[Natural Language Processing | BERT] BERT: Pre-training of Deep Bidirectional Transformers for Language Understanding Paper Explanation

The BERT model is an NLP model proposed by Google in 2018 and has become the most breakthrough technology in the NLP field in recent years. Previous records have been refreshed on tasks in 11 NLP fields, such as GLUE, SquAD1.1, MultiNLI, etc.

insert image description here
The paper address is:

https://arxiv.org/pdf/1810.04805.pdf

I. Introduction


Google proposed the BERT model in the paper "BERT: Pre-training of Deep Bidirectional Transformers for Language Understanding". The BERT model mainly uses the Transformer's Encoder structure and uses the most primitive Transformer. In general, BERT has the following characteristics:

1.1 Structure

Transformer's Encoder structure is adopted, but the model structure is deeper than Transformer. Transformer Encoder contains 6 Encoder blocks, BERT-base model contains 12 Encoder blocks, and BERT-large contains 24 Encoder blocks.

1.2 Training

Training is mainly divided into two stages: pre-training stage and Fine-tuning stage. The pre-training stage is similar to Word2Vec, ELMo, etc. It is trained on a large data set based on some pre-training tasks. The Fine-tuning stage is followed by fine-tuning for some downstream tasks, such as text classification, part-of-speech tagging, question-answering systems, etc. BERT can fine-tune on different tasks without adjusting the structure.

1.3 Pre-training task 1

The first pre-training task of BERT is Masked LM, which randomly covers a part of the words in the sentence, and then uses the context information to predict the covered words at the same time, so that the meaning of the words can be better understood based on the full text. Masked LM is the focus of BERT, which is different from the biLSTM prediction method, which will be discussed later.

1.4 Pre-training task 2

The second pre-training task of BERT is Next Sentence Prediction (NSP), the next sentence prediction task. This task is mainly to enable the model to better understand the relationship between sentences.

2. BERT structure

insert image description here
The above figure is the structure diagram of BERT, the figure on the left shows the pre-training process, and the figure on the right is the fine-tuning process for specific tasks.

2.1 Input of BERT

The input to BERT can consist of a sentence pair (sentence A and sentence B) or a single sentence. At the same time, BERT adds some flags with special functions:

  1. The [CLS] flag is placed at the top of the first sentence, and the representation vector C obtained by BERT can be used for subsequent classification tasks.
  2. The [SEP] mark is used to separate two input sentences, for example, to input sentences A and B, add the [SEP] mark after sentences A and B.
  3. The [MASK] flag is used to cover some words in the sentence. After the words are covered with [MASK], the [MASK] vector output by BERT is used to predict what the word is.

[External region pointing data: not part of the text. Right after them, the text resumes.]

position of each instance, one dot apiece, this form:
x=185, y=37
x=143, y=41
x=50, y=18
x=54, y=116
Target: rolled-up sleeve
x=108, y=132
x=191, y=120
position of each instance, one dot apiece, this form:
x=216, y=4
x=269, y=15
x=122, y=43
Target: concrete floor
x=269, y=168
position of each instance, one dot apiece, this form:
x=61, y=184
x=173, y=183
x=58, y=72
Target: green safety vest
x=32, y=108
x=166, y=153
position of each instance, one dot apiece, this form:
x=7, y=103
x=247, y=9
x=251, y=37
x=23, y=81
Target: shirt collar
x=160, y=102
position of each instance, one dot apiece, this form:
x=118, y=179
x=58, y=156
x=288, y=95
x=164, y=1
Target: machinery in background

For example, given two sentences "my dog ​​is cute" and "he likes palying" as input samples, BERT will turn it into "[CLS] my dog ​​is cute [SEP] he likes play ##ing [SEP]". BERT uses the WordPiece method, which splits words into subword units (SubWord), so some words will be split into roots, for example, "palying" will become "paly" + "##ing".

After BERT gets the sentence to be input, it needs to convert the words of the sentence into Embedding, and Embedding is represented by E. Unlike Transformer, BERT's input Embedding is obtained by adding three parts: Token Embedding, Segment Embedding, and Position Embedding.

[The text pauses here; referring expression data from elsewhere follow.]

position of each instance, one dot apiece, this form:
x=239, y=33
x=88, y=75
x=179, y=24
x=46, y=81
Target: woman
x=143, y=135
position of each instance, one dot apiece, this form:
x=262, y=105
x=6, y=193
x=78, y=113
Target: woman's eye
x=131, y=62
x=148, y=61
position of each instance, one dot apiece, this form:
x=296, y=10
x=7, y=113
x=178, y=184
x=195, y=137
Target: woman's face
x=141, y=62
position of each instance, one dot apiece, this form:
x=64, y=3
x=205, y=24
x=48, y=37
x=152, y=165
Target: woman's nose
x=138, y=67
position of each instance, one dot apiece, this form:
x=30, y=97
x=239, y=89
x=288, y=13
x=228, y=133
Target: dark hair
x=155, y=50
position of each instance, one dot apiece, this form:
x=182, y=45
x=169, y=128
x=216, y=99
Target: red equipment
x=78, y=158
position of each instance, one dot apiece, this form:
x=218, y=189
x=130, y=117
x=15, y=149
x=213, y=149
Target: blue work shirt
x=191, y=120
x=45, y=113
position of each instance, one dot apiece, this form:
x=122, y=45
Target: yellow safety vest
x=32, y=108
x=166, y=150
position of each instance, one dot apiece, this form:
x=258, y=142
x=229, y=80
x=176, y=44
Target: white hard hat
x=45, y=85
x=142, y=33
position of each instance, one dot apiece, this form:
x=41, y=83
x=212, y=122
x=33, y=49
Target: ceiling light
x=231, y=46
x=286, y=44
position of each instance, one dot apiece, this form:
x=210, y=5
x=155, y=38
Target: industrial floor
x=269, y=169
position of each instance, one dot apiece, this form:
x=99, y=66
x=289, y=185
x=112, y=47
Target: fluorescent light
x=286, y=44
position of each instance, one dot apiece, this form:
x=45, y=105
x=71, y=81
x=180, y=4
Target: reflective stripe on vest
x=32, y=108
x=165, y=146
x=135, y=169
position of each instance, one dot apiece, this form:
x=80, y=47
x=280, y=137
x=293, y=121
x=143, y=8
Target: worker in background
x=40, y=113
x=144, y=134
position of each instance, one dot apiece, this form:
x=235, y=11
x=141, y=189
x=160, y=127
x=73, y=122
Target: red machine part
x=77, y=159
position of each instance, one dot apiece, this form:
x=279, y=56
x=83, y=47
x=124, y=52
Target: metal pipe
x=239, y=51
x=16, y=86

insert image description here

Token Embedding: Embedding of words, such as [CLS] dog, etc., obtained through training.

Segment Embedding: It is used to distinguish whether each word belongs to sentence A or sentence B. If only one sentence is input, only EA is used, and it is learned through training.

Position Embedding: The position where the encoded word appears is different from Transformer using a fixed formula. BERT's Position Embedding is also obtained through learning. In BERT, the longest sentence is assumed to be 512.

2.2 BERT pre-training

After BERT inputs the Embedding of the words in the sentence, it trains the model through pre-training. The pre-training has two tasks.

The first one is Masked LM, which randomly replaces some words with [MASK] in the sentence, and then passes the sentence into BERT to encode the information of each word, and finally uses the encoding information T[MASK] of [MASK] to predict the correctness of the position word.

The second is the next sentence prediction, input sentences A and B into BERT, predict whether B is the next sentence of A, and use the coding information C of [CLS] to make predictions.

The process of BERT pre-training can be represented by the following figure.

insert image description here

2.3 BERT for specific NLP tasks

The pre-trained BERT model can be fine-tuned (Fine-tuning stage) when it is used for specific NLP tasks. The BERT model can be applied to a variety of different NLP tasks, as shown in the figure below.

insert image description here

Classification tasks for a pair of sentences : such as natural language inference (MNLI), sentence semantic equivalence judgment (QQP), etc., as shown in the above figure (a), need to pass two sentences into BERT, and then use the output value of [CLS] C performs sentence pair classification.

Single sentence classification tasks : such as sentence sentiment analysis (SST-2), judging whether the sentence grammar is acceptable (CoLA), etc., as shown in the above figure (b), only need to enter a sentence without using the [SEP] flag, and then use The output value C of [CLS] is classified.

Question answering task : such as the SQuAD v1.1 dataset, the sample is a sentence pair (Question, Paragraph), Question represents a question, Paragraph is a text from Wikipedia, and Paragraph contains the answer to the question. The goal of training is to find the starting position (Start, End) of the answer in Paragraph. As shown in Figure © above, the Question and Paragraph are passed into BERT, and then BERT predicts the positions of Start and End based on the output of all words in Paragraph.

Single sentence tagging task : such as named entity recognition (NER), input a single sentence, and then predict the category of the word according to the output T of BERT for each word, whether it belongs to Person, Organization, Location, Miscellaneous or Other (non-named entity).

3. Pre-training tasks

The pre-training part is the focus of BERT, and then understand the details of BERT pre-training. BERT includes two pre-training tasks Masked LM and next sentence prediction.

3.1 Masked LM

Let's first review the previous pre-training methods of language models, using the sentence "I/like/learning/natural/language/processing" as an example. When training a language model, it is usually necessary to perform some Mask operations to prevent information leakage. Information leakage refers to knowing the "natural" information in advance when predicting the word "natural". The reason for the information leakage of Transformer Encoder will be mentioned later.

Word2Vec 's CBOW: Predict word i through the context and context information of word i, but it uses the bag of words model and does not know the order information of words. For example, when predicting the word "natural", the above "I/Like/Learning" and the following "Language/Processing" will be used for prediction at the same time. CBOW is equivalent to masking the word "natural" during training.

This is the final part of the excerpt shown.